前週の日経平均は上昇した。週間では2週連続高となった。3月雇用統計の内容を好感したNYダウが3日続伸となったことを受けて、8日の日経平均は朝方の寄り付きで93.05円高の21900.55円と3月4日の年初来高値を更新して始まった。しかし、節目の22000円を前に利益確定の売りが出たほか、円相場が強含みとなったことも重しとなり日経平均は4営業日ぶりのマイナスに転じた。9日の日経平均は反発した。ボーイングの業績懸念からNYダウは4日ぶりに下げたことを受けて軟調な始まりだったものの、3月28日以来となる日銀のETF(上場投資信託)買いが流入、米ヘッジファンドが改革要求のため株式を取得と報じられたソニー<6758>が売買代金トップで9%を超える上昇を見たことも日経平均の上昇に寄与した。10日の日経平均は190ドル安と続落したNYダウを受けて一段安となった。国際通貨基金(IMF)が2019年の世界経済の成長見通しを再下方修正したほか、米欧の貿易摩擦の懸念が台頭したことが嫌気された。11日の日経平均は小反発した。米長期金利の低下を受けて為替が円高に振れて軟調な始まりとなったものの、3日連続で流入したETF(上場投資信託)買い効果もありプラスに転じた、11日のNY市場は、週間新規失業保険申請件数が49年ぶりの低水準となり、買いが先行で始まったものの決算発表の本格化を前に手控えムードが広がってNYダウは小幅反落となった。しかし、12日の東京市場は為替の円安傾向を好感して買い先行でスタートした。
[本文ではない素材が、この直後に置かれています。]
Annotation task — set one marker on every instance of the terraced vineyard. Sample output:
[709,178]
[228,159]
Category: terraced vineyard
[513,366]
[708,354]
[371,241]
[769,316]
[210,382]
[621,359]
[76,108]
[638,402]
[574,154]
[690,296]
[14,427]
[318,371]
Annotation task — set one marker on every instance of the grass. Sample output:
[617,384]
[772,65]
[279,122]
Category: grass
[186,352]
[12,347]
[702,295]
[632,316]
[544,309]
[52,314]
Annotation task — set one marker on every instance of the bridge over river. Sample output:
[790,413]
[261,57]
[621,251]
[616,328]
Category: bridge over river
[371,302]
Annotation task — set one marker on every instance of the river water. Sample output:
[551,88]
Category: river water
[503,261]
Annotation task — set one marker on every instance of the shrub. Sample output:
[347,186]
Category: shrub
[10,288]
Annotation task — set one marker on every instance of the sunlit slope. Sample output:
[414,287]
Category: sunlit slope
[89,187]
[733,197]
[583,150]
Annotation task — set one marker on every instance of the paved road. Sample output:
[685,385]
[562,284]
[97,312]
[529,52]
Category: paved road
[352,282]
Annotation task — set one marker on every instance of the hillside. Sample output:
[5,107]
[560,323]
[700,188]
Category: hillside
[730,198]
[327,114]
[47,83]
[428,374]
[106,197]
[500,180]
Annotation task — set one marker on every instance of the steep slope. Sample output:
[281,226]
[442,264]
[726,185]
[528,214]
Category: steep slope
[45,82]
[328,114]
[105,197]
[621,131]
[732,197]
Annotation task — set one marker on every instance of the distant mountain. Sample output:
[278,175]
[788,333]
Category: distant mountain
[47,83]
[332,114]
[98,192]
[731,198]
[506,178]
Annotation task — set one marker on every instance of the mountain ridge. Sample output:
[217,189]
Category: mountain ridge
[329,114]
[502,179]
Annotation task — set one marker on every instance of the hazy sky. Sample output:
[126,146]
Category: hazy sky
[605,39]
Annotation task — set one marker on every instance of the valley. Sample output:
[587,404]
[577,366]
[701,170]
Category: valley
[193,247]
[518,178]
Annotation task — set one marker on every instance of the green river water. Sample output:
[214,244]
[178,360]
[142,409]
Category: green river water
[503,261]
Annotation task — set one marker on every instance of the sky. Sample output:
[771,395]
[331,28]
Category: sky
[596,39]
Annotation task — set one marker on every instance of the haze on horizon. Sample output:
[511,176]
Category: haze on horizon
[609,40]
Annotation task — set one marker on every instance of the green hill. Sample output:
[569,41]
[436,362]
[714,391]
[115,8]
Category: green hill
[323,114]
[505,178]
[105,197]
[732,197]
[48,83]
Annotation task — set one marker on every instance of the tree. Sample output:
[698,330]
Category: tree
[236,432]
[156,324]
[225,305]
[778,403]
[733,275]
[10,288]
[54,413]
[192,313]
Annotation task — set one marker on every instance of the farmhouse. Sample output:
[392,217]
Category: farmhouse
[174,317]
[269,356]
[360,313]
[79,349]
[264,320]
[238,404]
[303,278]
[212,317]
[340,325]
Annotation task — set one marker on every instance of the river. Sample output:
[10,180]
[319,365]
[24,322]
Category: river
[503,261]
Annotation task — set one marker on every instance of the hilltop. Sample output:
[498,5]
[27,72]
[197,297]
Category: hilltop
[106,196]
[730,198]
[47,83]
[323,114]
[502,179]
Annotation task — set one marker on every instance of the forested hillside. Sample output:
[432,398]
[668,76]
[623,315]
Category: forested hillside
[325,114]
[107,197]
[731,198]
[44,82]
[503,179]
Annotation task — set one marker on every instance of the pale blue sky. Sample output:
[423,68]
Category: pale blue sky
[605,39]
日経平均は一時マイナスに転じる場面もあったが、今8月期第2四半期の決算内容が好感されたファーストリテイリング <9983> 、米証券取引委員会(SEC)に新規株式公開(IPO)を正式に申請した米ライドシェア最大手のウーバーテクノロジーズの筆頭株主であるソフトバンクグループ<9984>がともに大幅高となったことが日経平均の大幅続伸に寄与し、3月4日につけた終値ベースの年初来高値21822.04円を更新した。ただし、TOPIX(東証株価指数)とJPX日経400指数は5日続落となっている。12日のNYダウは269.25ドル高と急反発した。JPモルガンの好決算が好感されて金融株に買いが広がったほか、3月輸入物価指数も予想を上振れ米経済の堅調さが示されたことが支援材料となった。

■米国企業決算がスタート

今週の日経平均は、強含みもみあい商状が想定される。トランプ米大統領が欧州製品に関税を課す方針を示したことが報道されて、米欧貿易摩擦の懸念が台頭している。米中貿易摩擦ほどのインパクトはまだ出ていないが、15日から2日間、ワシントンで日米の物品貿易協定(TAG)交渉が茂木敏充経済財政・再生相とライトハイザー米通商代表部(USTR)代表が出席して行われる。内容次第では相場のかく乱要因となってくる。また、17日に1-3月期GDPを始めとする中国の経済指標、18日に米国の経済指標の発表が集中することも留意点となってくる。日本に先行して米国企業の決算発表が活発化する。15日にゴールドマン・サックス、16日にIBM、ネットフリックス、17日モルガン・スタンレー、18日にGEなどが発表を予定しており、その株価の反応も東京市場の物色動向に影響を与えそうだ。12日のNY市場ではJPモルガンの好決算が評価されて金融株全般に買いの手が伸びた。こうした流れがハイテク株などにも広がっていくかが焦点となる。11日の大引け後に発表された安川電機<6506>の決算発表では、今2月期連結経常利益について前期比5.6%減益見込みが示された。12日の株価は売り物一巡後に前日終値の水準に引き戻しアク抜けを誘う動きとなったことは、今後の主力ハイテク株の参考になる。12日のNY市場で為替は1ドル=112円台の円安となっており、下値不安は後退してくるだろう。

■需給的には明るい兆しも

12日の日経平均は5日移動平均線を回復してきたことから、再び200日移動平均線を試す流れに入ってきたが、TOPIXは12日まで5日続落で、4営業日連続して5日移動平均線を割り込んでおり、引き続き相場全体の地合いとしては上値の重さも意識されることになりそうだ。他方、需給にも明るい兆しはみられつつある。4月第1週(1日から5日)の主体別株式売買動向(2市場、金額ベース)で、海外投資家は1月第4週以来となる、10週ぶりの買い越しに転じた。海外投資家の現物市場での買い越しスタンスが鮮明となれば、日経平均の22000円台回復も現実味を帯びてこよう。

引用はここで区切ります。